GENERAL REQUIREMENTS
- Adheres to the hospital and departmental attendance and punctuality guidelines
- Performs all job responsibilities in alignment with the core values, mission and vision of the organization
- Performs other duties as required and completes all job functions as per departmental policies and procedures
- Maintains current knowledge in present areas of responsibility (i.e., self education, attends ongoing educational programs)
- Attends staff meetings and completes mandatory in-services and requirements and competency evaluations on time.
- Demonstrates competency at all levels in providing care to all patients based on age, sex, weight, and demonstrated needs.For non-clinical areas, has attended training and demonstrates usage of age- specific customer service skills.
WORKING CONDITIONS
- General environment: Works in a well-lighted, air-conditioned area, with moderate noise levels.
- May be exposed to high noise levels and bright lights.
- May be exposed to limited hazardous substances or body fluids, or infectious organisms.
- May be required to change from one task to another of different nature without loss of efficiency or composure.
- Periods of high stress and fluctuating workloads may occur.
- May be scheduled as needed including overtime.
EDUCATION REQUIREMENTS
- 2 year / Associate Degree in Nursing (Required)
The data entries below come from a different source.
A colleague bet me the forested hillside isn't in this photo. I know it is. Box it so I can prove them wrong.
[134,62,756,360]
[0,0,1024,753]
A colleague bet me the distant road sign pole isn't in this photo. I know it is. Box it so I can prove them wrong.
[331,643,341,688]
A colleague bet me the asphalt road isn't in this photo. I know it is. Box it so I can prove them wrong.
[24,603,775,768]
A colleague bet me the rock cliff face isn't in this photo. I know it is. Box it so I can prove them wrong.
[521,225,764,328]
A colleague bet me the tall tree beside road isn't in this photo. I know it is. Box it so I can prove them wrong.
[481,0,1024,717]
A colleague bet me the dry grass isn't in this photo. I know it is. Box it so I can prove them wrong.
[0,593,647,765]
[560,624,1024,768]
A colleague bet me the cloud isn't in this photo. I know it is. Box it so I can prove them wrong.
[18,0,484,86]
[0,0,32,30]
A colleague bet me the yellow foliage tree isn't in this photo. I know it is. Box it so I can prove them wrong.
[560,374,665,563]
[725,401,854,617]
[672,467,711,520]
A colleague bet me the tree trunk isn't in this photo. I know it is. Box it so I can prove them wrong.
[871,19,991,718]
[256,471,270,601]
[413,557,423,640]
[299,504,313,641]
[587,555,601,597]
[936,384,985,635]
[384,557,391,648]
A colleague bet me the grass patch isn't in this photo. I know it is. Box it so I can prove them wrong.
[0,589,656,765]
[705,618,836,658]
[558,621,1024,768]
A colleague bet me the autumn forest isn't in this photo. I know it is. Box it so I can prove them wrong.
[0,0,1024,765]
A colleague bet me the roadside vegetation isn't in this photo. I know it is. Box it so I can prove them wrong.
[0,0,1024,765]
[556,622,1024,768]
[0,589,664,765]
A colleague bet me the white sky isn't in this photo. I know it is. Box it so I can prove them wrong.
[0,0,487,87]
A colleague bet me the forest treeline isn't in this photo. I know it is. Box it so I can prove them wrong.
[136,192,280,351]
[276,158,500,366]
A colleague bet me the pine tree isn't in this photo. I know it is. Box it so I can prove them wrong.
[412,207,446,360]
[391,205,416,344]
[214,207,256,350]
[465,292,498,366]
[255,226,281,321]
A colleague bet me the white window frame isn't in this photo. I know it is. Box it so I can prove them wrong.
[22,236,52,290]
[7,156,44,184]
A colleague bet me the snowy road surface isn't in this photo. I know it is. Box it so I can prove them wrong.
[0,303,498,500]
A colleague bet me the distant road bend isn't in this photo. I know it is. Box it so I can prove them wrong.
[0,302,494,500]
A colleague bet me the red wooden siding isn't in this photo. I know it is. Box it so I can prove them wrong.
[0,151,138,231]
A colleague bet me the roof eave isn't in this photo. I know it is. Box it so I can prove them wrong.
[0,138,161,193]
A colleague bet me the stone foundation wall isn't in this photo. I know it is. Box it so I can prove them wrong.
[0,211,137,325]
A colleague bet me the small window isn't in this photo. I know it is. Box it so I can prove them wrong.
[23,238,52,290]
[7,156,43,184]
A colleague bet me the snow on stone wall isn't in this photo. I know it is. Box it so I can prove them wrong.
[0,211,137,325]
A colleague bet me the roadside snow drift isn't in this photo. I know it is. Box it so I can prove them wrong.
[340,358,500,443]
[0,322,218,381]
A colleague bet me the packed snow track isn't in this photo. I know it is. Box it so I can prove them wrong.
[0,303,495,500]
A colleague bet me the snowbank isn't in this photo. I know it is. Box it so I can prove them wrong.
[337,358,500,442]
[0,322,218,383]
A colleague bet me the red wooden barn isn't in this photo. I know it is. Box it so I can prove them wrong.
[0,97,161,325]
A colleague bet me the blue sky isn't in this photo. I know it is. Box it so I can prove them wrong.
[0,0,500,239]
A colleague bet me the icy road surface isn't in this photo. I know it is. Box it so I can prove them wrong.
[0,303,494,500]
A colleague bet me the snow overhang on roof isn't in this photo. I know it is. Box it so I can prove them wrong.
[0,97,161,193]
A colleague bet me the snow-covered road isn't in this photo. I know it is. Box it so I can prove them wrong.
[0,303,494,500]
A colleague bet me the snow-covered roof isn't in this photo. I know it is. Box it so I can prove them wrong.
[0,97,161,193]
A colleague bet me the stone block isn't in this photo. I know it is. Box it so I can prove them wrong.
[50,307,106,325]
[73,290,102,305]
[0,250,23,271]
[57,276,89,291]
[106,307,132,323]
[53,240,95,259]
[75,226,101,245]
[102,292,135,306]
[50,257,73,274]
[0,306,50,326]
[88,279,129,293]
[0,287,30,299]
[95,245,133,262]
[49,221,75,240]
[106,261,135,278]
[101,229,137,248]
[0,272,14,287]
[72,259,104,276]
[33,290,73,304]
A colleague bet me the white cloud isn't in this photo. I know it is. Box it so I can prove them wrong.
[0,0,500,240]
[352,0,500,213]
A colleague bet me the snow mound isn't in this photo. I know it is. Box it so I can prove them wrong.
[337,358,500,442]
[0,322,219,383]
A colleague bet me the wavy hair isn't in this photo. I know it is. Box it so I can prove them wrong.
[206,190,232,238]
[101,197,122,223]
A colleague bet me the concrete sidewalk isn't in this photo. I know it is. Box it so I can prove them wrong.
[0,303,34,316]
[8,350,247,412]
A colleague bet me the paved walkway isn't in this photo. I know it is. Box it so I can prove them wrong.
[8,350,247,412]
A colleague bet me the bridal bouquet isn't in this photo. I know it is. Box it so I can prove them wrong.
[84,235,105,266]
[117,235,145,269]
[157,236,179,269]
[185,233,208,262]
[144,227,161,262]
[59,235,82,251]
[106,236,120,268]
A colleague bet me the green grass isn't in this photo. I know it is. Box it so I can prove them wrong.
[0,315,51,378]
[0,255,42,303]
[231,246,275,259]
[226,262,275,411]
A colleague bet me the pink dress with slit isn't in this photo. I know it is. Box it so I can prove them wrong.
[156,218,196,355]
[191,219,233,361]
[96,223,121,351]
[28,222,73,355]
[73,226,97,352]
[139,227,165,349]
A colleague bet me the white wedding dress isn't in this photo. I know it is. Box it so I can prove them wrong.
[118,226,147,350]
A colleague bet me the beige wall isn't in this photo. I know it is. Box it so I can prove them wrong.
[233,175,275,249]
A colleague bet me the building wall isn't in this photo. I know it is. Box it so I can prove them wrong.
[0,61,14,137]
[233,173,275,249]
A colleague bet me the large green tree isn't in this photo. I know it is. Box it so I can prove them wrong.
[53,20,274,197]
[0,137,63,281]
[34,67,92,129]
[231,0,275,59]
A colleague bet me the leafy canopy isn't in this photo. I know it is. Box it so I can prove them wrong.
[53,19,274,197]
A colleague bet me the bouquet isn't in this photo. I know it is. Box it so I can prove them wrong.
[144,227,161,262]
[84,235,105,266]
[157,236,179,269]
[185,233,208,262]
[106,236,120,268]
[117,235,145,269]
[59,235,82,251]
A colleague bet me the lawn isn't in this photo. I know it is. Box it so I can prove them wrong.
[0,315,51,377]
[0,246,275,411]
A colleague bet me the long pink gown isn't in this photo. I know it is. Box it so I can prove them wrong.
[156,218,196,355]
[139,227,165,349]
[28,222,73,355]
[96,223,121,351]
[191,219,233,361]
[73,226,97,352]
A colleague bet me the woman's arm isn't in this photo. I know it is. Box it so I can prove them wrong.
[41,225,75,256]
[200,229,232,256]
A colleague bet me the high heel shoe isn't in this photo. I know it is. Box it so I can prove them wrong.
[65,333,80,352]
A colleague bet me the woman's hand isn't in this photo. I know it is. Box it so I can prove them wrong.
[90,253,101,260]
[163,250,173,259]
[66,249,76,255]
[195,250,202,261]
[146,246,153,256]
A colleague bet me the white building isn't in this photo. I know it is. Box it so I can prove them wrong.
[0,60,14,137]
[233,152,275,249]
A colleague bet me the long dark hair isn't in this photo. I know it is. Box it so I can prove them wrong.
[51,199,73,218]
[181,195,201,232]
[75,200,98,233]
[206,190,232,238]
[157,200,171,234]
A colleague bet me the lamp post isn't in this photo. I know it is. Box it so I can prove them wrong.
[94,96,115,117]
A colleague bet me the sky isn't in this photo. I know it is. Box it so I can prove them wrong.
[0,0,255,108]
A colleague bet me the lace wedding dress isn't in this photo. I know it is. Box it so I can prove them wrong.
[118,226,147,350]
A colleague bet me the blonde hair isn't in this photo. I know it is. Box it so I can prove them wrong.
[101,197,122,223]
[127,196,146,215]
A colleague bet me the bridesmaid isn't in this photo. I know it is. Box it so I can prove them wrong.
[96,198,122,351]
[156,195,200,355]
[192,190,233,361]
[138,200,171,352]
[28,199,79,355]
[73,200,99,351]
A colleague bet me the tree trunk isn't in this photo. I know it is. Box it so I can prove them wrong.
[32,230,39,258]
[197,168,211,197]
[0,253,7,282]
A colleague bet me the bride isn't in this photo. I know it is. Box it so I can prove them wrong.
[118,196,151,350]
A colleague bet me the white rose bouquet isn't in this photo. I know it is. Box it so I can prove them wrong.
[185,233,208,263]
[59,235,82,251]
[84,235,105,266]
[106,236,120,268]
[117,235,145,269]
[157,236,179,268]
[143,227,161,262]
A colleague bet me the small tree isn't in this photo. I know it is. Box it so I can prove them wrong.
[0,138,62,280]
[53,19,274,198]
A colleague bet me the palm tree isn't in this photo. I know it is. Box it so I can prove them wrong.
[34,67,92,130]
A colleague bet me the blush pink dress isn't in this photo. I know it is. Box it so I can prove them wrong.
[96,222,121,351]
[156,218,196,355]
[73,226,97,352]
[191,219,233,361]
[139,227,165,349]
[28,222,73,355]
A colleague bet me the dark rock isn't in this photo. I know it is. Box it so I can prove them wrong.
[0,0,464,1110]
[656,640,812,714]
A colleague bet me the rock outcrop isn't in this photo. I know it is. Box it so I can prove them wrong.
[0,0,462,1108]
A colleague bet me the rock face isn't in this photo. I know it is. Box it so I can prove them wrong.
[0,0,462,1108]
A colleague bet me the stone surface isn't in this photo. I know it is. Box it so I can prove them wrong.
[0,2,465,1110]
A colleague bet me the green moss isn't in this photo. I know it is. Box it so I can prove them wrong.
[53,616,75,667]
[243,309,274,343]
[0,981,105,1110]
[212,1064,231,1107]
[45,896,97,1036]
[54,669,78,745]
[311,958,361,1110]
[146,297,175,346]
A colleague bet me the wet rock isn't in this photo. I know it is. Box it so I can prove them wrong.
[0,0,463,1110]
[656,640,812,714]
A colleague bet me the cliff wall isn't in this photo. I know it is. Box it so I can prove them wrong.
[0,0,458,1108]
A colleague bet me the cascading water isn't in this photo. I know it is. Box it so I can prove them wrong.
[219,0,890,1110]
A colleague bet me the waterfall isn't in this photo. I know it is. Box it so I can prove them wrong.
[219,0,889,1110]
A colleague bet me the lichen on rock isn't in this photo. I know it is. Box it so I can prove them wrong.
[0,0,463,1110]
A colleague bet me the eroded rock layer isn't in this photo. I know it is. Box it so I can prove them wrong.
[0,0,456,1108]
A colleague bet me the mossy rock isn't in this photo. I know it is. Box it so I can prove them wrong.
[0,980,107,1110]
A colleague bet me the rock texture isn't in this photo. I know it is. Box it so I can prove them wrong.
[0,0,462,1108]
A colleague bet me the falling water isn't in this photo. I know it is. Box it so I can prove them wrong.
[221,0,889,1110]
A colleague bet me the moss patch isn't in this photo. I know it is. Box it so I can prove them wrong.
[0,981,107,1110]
- 4 year / Bachelor's Degree in Nursing (Preferred)
EXPERIENCE REQUIREMENTS
- 4 - 5 years Recent and relevant acute clinical care experience (Required)
- 1 - 2 years Utilization review experience in a hospital, managed care or physician office practice setting. (Required)
CERTIFICATIONS AND LICENSURES
- Required Certifications/Licensures: Registered Nurse (RN) with current Georgia license
- Preferred Certifications/Licensures: CCM or CPUR
GENERAL SKILLS
- Interpersonal Skills
- Customer Relations
- Mathematical
- Analytical
- Grammar / Spelling
- Read / Comprehend Written Instructions
- Follow Verbal Instructions
- Transcription
- Microsoft Office Suite
- General Clerical Skills
- Proficient computer typing skills, use of electronic health record and internet.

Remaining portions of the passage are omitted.